According to the MEMS device described above 1 are the diagnostic electrodes 122 . 222 of the MEMS units 10 . 20 each electrically connected to each other and through the same through electrode 143 with the same electrical contacts 163 . 363 electrically connected. Thus, a through electrode 143 and a pair of electrical contacts 163, 363 for two diagnostic electrodes 122 . 222 which reduces the number of through-electrodes and electrical contacts with respect to the number of MEMS units. The reduction of the electrical contacts may, for example, achieve an improvement in yield for the MEMS device. In addition, switching the switches ST1, ST2 enables a diagnostic circuit 50 in terms of the MEMS units 10 . 20 a diagnosis of a contact between the movable electrode 121 and the diagnosis electrode 122 or a contact between the movable electrode 221 and the diagnosis electrode 222 can make.

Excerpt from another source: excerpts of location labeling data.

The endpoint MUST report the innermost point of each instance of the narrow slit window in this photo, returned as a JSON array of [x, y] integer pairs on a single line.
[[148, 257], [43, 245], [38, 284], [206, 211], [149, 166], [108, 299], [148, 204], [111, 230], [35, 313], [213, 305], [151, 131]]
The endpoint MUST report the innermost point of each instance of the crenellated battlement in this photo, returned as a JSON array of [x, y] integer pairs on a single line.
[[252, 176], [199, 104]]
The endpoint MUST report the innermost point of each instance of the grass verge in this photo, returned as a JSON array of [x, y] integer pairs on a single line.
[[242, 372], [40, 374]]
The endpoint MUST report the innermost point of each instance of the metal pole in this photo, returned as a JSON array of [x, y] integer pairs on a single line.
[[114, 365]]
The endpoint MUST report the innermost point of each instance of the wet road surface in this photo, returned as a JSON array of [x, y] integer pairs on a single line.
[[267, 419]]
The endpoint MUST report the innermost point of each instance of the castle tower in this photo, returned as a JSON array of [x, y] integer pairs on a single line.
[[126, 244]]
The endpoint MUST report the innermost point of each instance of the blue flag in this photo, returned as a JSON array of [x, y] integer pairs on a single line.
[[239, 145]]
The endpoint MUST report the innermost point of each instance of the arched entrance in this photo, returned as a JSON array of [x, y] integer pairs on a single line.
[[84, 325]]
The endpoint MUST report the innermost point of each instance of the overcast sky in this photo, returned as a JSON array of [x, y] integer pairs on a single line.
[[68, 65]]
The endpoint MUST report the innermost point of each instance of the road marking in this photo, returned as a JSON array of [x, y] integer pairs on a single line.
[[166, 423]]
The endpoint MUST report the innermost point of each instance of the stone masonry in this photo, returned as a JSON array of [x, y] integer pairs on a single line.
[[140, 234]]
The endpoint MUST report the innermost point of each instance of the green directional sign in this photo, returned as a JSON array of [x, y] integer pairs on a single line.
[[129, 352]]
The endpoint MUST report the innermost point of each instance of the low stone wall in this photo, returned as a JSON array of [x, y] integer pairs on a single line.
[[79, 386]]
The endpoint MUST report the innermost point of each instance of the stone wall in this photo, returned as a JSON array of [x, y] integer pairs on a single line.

In the MEMS device 1 are the through electrode 143 and the electrical contacts 163 . 363 that are electrically connected to the diagnostic electrodes 122 . 222 are connected to positions that are not between the MEMS unit 10 and the MEMS unit 20 lie. Thus, it is possible to have both a distance between the MEMS unit 10 and the MEMS unit 20 to reduce a numerical aperture as well as the diagnostic circuit 50 to arrange.

Second Embodiment

A MEMS device 2 that in the 5 and 6 has six MEMS units 123 . 124 . 125 . 223 . 224 . 225 which are provided in a matrix shape along an x-direction and a y-direction on a MEMS substrate. On the MEMS substrate are the MEMS units 123 . 124 . 125 along a first direction (an x direction in FIG 5 ) arranged. Similarly, the MEMS units 223 . 224 . 225 arranged along the first direction. The MEMS unit 123 and the MEMS unit 223 , the MEMS unit 124 and the MEMS unit 224 as well as the MEMS unit 125 and the MEMS unit 225 are along a second direction (a y-direction in 5 ) which is perpendicular to the first direction. driving electrodes 103 . 104 . 105 . 203 . 204 . 205 of the MEMS units 123 . 124 . 125 . 223 . 224 . 225 are each via through-electrodes 153 , 154, 155, 253, 254, 255, which penetrate the MEMS substrate in a z-direction, with contacts 173 . 174 . 175 . 273 . 274 . 275 connected (which are formed on the back surface of the MEMS substrate). The electrical contacts 173 . 174 . 175 . 273 . 274 . 275 are connected by electrical contacts (not shown) formed on the surface of a printed circuit board to a driver circuit (not shown) provided on the printed circuit board.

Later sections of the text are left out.